EIP: 0060:[<c053d662>] EFLAGS: 00010206 CPU: 0
EIP is at generic_delete_inode+0x202/0x240
EAX: 00200200 EBX: f24a334c ECX: 00000000 EDX: 00000b0b
ESI: c05738d0 EDI: c0bc5be0 EBP: c1d09000 ESP: f2b81ddc
 DS: 007b ES: 007b FS: 00d8 GS: 00e0 SS: 0068
Process mount (pid: 930, ti=f2b80000 task=f2a77570 task.ti=f2b80000)
Stack:
 00003218 f24a334c f4f2aa5c f2b81e1c 00000000 c053c624 f4f2aa5c c0539da2
<0> f703ec00 f4f2aa5c c053a063 f2b81e24 f4f2aa64 f703ec88 00000002 f2b81e50
<0> f2b81e1c f2b81e1c f2b81e24 f2b81e24 f4f2aa5c f4deeeb8 f4deeeb8 f4deee7c
Call Trace:
 [<c053c624>] ? iput+0x44/0x50
 [<c0539da2>] ? d_kill+0x22/0x50
 [<c053a063>] ? __shrink_dcache_sb+0x293/0x2e0
 [<c053a378>] ? shrink_dcache_parent+0x108/0x120
 [<c0577856>] ? proc_flush_task+0x96/0x250
 [<c04550f9>] ? release_task+0x39/0x480
 [<c0455f67>] ? wait_consider_task+0x8b7/0xbb0
 [<c0456334>] ? do_wait+0xd4/0x1f0
 [<c04564db>] ? sys_wait4+0x8b/0xe0
 [<c0454ba0>] ? child_wait_callback+0x0/0xa0
 [<c0409adf>] ? sysenter_do_call+0x12/0x28

So this is a little weird since I do a

if (!inode_unhashed(&inode->i_hash))
    hlist_del(&inode->i_hash);

and inode_unhashed just does

return (!n->pprev || (n->pprev == LIST_POISON2));

so pprev would have had to change between the check and the deletion.  How this is happening boggles my mind since all accesses to i_hash are serialized by the inode_lock.

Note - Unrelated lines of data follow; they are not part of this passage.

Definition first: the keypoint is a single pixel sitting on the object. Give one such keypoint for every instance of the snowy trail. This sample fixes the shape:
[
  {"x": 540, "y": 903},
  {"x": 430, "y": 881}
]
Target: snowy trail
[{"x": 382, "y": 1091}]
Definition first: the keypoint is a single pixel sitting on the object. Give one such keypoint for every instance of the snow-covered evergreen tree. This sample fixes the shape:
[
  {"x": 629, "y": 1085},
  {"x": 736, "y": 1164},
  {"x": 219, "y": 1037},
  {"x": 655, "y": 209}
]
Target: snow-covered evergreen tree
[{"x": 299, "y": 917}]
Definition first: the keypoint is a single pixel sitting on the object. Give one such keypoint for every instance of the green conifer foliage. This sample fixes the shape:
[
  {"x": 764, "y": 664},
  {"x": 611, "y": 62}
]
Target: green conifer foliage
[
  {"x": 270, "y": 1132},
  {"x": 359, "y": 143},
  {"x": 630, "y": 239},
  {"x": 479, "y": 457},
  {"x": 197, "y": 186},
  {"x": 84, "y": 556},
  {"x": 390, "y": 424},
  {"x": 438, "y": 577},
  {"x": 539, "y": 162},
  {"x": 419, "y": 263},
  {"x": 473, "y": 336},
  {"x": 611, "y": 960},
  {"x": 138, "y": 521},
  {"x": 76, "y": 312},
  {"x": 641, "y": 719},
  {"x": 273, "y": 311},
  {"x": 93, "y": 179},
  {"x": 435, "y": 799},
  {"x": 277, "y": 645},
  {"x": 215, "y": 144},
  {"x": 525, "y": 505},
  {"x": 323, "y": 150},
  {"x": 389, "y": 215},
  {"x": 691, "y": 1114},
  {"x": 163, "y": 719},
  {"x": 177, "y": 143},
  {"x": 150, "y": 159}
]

Comment 34 Josef Bacik 2011-02-25 22:42:38 UTC

------------[ cut here ]------------
kernel BUG at fs/inode.c:658!
invalid opcode: 0000 [#1] SMP DEBUG_PAGEALLOC
last sysfs file: 
Modules linked in:

Pid: 78, comm: mount Tainted: G        W  ----------------  (2.6.32 #115) To be filled by O.E.M.
EIP: 0060:[<c053de26>] EFLAGS: 00010206 CPU: 1
EIP is at iget_locked+0x1c6/0x1e0
EAX: 5a5a5a5a EBX: f4e30dd4 ECX: f4c03da4 EDX: f703ec74
ESI: c1cff918 EDI: f703ec00 EBP: f0000000 ESP: f4aaddec
 DS: 007b ES: 007b FS: 00d8 GS: 00e0 SS: 0068
Process mount (pid: 78, ti=f4aac000 task=f498e030 task.ti=f4aac000)
Stack:
 00000000 00000000 f703f840 f703f840 f703f89e f4e2e954 c0573939 f703f840
<0> f0000000 c0578c5a f4c03d94 f4aadefc f4e2e954 f4c03d94 f4aade78 c0573ce9
<0> c0836d00 f4e2e954 f4aadefc c0532752 f4c03d94 f49b0c00 f4c016c0 f4c03e0c
Call Trace:
 [<c0573939>] ? proc_get_inode+0x9/0xd0
 [<c0578c5a>] ? proc_lookup_de+0x6a/0xd0
 [<c0573ce9>] ? proc_root_lookup+0x19/0x50
 [<c0532752>] ? do_lookup+0x152/0x1c0
 [<c0532bbb>] ? __link_path_walk+0x3fb/0x6b0
 [<c0533451>] ? path_walk+0x51/0xc0
 [<c05335d9>] ? do_path_lookup+0x59/0x90
 [<c05340b4>] ? do_filp_open+0xc4/0xb30
 [<c0501f92>] ? handle_mm_fault+0x132/0x1d0
 [<c0523fb8>] ? do_sys_open+0x58/0x130
 [<c052410c>] ? sys_open+0x2c/0x40
 [<c0409adf>] ? sysenter_do_call+0x12/0x28

after poisoning proc inodes on free.

Comment 35 Josef Bacik 2011-03-03 15:24:55 UTC

c1d04800:  eed770fc c0bc5ca0 eede8614 c0bc5ca0   .p...\.......\..
c1d04810:  00000000 5a5a5a5a 00000000 5a5a5a5a   ....ZZZZ....ZZZZ
c1d04820:  b32a78dd 00000000 b32a795a 00000000   .x*.....Zy*.....
c1d04830:  b32a79d7 00000000 00000000 5a5a5a5a   .y*.........ZZZZ

this is with my making the hashtable have

struct inode_hlist_head {
    struct hlist_head head;
    void *ptr;
}

and then head is init'ed with INIT_HLIST_HEAD and ptr is initted with 0x5a5a5a5a.  For every hlist_del/hlist_add i set the ->ptr = inode->i_op so I can figure out which inode corrupted us, and then do a check if ->ptr == NULL and set it to inode if it is, and this chunk is still getting set to NULL.  So color me confused, I have no idea whats going on, but we're definitely getting 3 invalid entries in the hashtable, all in the same area.

Comment 38 Josef Bacik 2011-03-11 12:59:25 UTC

Couldn't reproduce the issue after Paul updated the bios on the box, I'm going to call this a BIOS problem and call it a day.